Investment banking giant Morgan Stanley was forced to post an additional $2.9 billion of collateral as a result of its downgrade by rating agency Moody’s this June.That is lower than earlier estimates the company made, that pegged the figure at $3.43 billion.
“As a result of a rating agency downgrade of the Firm’s long-term credit rating in June, the amount of additional collateral requirements or other payments that could be called by counterparties, exchanges or clearing organisations under the terms of certain OTC trading agreements and certain other agreements was approximately $6.3 billion, of which $2.9 billion was called and posted at June 30, 2012,” the firm said in a statement.

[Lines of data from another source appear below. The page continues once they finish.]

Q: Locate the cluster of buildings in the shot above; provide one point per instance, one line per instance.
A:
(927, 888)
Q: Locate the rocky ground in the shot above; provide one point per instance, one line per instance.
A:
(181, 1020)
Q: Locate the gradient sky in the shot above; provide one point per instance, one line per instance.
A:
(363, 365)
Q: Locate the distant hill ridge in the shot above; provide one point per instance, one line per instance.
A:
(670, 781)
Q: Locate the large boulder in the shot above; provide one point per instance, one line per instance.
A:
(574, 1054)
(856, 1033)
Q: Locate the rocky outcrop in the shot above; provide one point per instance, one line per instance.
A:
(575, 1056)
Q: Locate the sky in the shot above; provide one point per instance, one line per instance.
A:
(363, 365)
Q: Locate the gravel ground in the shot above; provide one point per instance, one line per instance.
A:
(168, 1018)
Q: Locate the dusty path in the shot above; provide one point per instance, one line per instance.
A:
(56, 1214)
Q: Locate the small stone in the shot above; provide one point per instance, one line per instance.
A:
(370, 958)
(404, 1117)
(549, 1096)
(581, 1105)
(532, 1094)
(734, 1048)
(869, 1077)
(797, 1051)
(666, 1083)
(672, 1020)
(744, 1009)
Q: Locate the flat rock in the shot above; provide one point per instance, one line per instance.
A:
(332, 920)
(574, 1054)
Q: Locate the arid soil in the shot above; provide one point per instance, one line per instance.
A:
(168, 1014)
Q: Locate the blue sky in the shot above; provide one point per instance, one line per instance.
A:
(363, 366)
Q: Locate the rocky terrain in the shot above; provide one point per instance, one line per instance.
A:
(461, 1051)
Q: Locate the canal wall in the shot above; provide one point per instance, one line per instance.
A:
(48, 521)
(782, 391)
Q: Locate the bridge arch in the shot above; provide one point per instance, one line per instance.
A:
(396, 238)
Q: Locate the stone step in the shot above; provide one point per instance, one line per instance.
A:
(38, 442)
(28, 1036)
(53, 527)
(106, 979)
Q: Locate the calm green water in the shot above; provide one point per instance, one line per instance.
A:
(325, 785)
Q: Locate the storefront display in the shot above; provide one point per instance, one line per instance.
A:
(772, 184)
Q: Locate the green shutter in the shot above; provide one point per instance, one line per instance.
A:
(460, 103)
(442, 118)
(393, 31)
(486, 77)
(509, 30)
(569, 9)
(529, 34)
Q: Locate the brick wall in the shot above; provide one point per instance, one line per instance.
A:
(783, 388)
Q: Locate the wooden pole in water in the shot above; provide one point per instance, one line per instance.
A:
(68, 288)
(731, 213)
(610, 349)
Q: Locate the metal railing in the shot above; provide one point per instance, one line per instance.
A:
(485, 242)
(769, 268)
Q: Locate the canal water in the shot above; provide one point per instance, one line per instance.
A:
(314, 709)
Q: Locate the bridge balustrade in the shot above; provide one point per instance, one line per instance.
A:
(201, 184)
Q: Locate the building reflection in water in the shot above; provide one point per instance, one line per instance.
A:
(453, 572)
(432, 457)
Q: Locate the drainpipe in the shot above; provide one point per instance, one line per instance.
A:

Morgan could have been forced to post a far higher sum had Moody’s cut its rating by as much as three notches, as it warned it could when it began reviewing U.S., U.K., and Canadian banks for downgrade.
A three notch downgrade could have forced Morgan to post more than $9.5 billion in collateral.
However, the ratings firm ultimately only lowered Morgan Stanley two levels, to Baa1. The firm benefited from the financial support of Mitsubishi UFJ Financial Group, its largest shareholder.
“Morgan Stanley’s ratings benefit from three notches of uplift due to external support assumptions. This includes one notch of uplift from its largest shareholder, Mitsubishi UFJ Financial Group,” Moody’s said at the end of June.